Customer who bought lot or frequently but haven't seen them recently more likely have small probability to be alive.
Based on customer history, we can predict what an individuals future purchases might look like:
# calculate the number of expected repeat purchases over the next 30 days
t = 30
dataset_btyd['predicted_purchase'] = \
bg.conditional_expected_number_of_purchases_up_to_time(
t,
dataset_btyd['U_Frequency'],
dataset_btyd["U_Recency"],
dataset_btyd["Tenure"]
)
Given a customer transaction history, we can calculate their probability of being alive, according to our trained model.
dataset_btyd['p_alive'] = \
bg.conditional_probability_alive(
dataset_btyd["U_Frequency"],
dataset_btyd["U_Recency"],
dataset_btyd["Tenure"]
)
dataset_btyd.groupby('Segment').agg({'p_alive':'mean'}).sort_values(by='p_alive', ascending=False)
sns.distplot(dataset_btyd['p_alive'])
monetary_value
can be used to represent profit, or revenue, or any value as long as it is consistently calculated for each customer.
gg = GammaGammaFitter(penalizer_coef=0.00005)
gg.fit(frequency=dataset_btyd["U_Frequency"],
monetary_value=dataset_btyd["Monetary_value"])
The Gamma-Gamma submodel, in fact, assumes that there is no relationship between the monetary value and the purchase frequency.
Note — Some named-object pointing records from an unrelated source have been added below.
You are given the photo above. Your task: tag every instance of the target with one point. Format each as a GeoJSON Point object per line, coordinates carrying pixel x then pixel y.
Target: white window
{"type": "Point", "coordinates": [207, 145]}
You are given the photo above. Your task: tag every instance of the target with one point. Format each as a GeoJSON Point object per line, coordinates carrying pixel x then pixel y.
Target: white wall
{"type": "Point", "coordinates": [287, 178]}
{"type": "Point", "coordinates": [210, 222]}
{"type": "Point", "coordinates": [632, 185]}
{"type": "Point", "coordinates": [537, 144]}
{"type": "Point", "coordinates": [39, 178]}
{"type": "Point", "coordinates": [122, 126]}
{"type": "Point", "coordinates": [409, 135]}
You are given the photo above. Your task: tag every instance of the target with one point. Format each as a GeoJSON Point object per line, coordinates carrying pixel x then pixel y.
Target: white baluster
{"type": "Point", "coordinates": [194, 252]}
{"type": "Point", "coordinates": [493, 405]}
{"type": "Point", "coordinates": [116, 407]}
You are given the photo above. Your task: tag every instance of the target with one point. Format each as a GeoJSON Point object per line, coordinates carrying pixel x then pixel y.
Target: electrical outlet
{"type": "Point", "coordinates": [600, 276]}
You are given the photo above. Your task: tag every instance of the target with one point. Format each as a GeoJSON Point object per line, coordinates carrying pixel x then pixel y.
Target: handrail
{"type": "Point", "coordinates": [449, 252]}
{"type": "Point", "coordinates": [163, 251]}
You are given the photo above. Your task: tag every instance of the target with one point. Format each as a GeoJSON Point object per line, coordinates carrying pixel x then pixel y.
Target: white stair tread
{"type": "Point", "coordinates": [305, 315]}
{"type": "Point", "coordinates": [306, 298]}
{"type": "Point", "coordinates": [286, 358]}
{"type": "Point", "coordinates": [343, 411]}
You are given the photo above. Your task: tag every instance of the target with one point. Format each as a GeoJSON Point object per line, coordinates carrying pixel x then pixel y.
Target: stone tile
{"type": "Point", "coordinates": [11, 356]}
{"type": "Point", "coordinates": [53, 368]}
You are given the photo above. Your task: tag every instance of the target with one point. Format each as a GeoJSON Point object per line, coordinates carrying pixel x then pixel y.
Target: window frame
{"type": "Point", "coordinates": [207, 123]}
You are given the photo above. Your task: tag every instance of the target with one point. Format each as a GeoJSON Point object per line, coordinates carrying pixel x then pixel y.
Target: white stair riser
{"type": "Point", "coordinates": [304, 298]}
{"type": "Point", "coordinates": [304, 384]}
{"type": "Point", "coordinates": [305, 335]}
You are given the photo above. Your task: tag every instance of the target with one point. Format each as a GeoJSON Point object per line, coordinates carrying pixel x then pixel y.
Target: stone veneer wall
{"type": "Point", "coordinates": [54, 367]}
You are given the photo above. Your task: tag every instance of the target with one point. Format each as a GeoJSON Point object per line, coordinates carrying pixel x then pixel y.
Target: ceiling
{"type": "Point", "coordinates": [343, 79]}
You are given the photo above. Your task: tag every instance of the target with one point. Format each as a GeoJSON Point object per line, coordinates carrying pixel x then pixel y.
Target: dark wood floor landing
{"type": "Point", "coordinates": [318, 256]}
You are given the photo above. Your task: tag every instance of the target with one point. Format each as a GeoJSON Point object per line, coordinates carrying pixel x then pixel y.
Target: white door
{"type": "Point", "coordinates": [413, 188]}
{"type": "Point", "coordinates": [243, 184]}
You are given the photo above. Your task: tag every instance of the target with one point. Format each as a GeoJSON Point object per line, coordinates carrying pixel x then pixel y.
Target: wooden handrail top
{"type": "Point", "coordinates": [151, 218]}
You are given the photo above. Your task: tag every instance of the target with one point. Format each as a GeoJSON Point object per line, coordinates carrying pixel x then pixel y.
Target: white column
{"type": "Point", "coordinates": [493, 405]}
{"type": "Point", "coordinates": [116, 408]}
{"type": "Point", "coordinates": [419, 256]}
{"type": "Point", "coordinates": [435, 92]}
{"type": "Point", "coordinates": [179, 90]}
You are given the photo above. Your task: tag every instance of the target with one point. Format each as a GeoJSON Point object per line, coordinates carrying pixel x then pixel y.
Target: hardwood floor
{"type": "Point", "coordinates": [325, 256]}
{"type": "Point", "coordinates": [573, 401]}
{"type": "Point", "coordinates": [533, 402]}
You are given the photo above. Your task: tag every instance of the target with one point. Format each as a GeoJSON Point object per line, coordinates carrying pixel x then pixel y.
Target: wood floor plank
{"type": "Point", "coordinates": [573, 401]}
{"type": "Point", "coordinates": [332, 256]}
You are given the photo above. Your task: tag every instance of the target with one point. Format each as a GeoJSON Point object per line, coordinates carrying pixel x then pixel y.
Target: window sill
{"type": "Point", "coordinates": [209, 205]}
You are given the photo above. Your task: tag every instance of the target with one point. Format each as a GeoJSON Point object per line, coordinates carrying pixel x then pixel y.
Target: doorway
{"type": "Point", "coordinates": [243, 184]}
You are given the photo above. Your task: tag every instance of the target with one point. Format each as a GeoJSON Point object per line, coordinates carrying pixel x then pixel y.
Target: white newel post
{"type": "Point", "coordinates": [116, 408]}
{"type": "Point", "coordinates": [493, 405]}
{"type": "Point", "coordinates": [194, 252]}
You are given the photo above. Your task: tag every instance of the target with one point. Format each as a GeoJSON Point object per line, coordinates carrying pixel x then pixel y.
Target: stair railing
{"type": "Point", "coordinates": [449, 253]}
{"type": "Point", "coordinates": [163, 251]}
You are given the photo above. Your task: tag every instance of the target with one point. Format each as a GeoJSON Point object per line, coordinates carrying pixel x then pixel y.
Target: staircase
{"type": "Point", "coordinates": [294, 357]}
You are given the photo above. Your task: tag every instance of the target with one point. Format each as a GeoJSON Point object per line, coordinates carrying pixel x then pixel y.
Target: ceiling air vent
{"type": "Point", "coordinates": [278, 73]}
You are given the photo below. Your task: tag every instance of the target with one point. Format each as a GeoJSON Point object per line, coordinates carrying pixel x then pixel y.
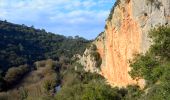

In practice we need to check whether the Pearson correlation between the two vectors is close to 0 in order to use this model.
dataset_btyd["predicted_sales"] = \
gg.conditional_expected_average_profit(
dataset_btyd["U_Frequency"],
dataset_btyd["Monetary_value"]
)
dataset_btyd.groupby('Segment').agg({'predicted_sales':'mean'}).sort_values(by='predicted_sales', ascending=False)
dataset_btyd["LTV"] = gg.customer_lifetime_value(
bg,
dataset_btyd["U_Frequency"],
dataset_btyd["U_Recency"],
dataset_btyd["Tenure"],
dataset_btyd["Monetary_value"],
time = 12,
freq = "D",
discount_rate = 0.01
)
dataset_btyd.sort_values(by="predicted_sales", ascending=False).head(10)
dataset_btyd_ltv = \
dataset_btyd.groupby('Segment').agg({'LTV':'mean'}).sort_values('LTV', ascending=False)
- Predicted Purchase
Champions have the highest predicted_purchase, followed by Loyal Customer and Potential Loyalist
While About to sleep and lost have the lowest predicted_purchase since these segment more likely to have low recency and low frequency
- Customer Retention
Probability of customer to being alive in future have Recent Customer, Champions, and Promising with the highest probability since these segments have high recency as well.
- Predicted_sales
Future potential avg transaction or sales for each segments have At risk segments with the highest potential sales followed by Loyal Customers and Can't loose them,
While Recent customer, Lost and Promising have the the lowest potential avg transactions in the future with low monetary values and low frequency.
- Lifetime Values
Champions and Loyal Customers have dominated as the segments that typically have high LTV while Recent Customer, Promising and Lost more likely have low LTV.